Member of the Maine House of Representatives
- In office December 7, 2022 – January 10, 2026
- Preceded by: Sophia Warren
- Succeeded by: Nancy Theriault
- Constituency: 29th district
- In office December 5, 2018 – December 7, 2022
- Preceded by: Beth Turner
- Succeeded by: Lucas Lanigan
- Constituency: 141st district

Personal details
- Born: Kathy Irene Javner 1973 Chester, Maine, U.S.
- Died: January 10, 2026 (aged 52)
- Party: Republican
- Children: 3
- Education: Bethany Global University

= Kathy Javner =

American politician (1973–2026)

Kathy Irene Javner (1973 – January 10, 2026) was an American politician who served as a member of the Maine House of Representatives from the 141st district. Elected in November 2018, she assumed office on December 5, 2018. She died during her final term in office on January 10, 2026.

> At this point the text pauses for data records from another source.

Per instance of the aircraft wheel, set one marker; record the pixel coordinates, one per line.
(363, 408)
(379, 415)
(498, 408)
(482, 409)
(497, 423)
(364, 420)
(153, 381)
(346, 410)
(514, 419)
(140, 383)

== Early life and education ==
Javner was born and raised in Chester, Maine. She graduated from Bethany Global University.

== Career ==
Javner was elected to the Maine House of Representatives in November 2018 and assumed office on December 5, 2018. Beginning in 2019, she was a member of the House Health and Human Services Committee.

== Death ==
Javner died from breast cancer on January 10, 2026, at the age of 52.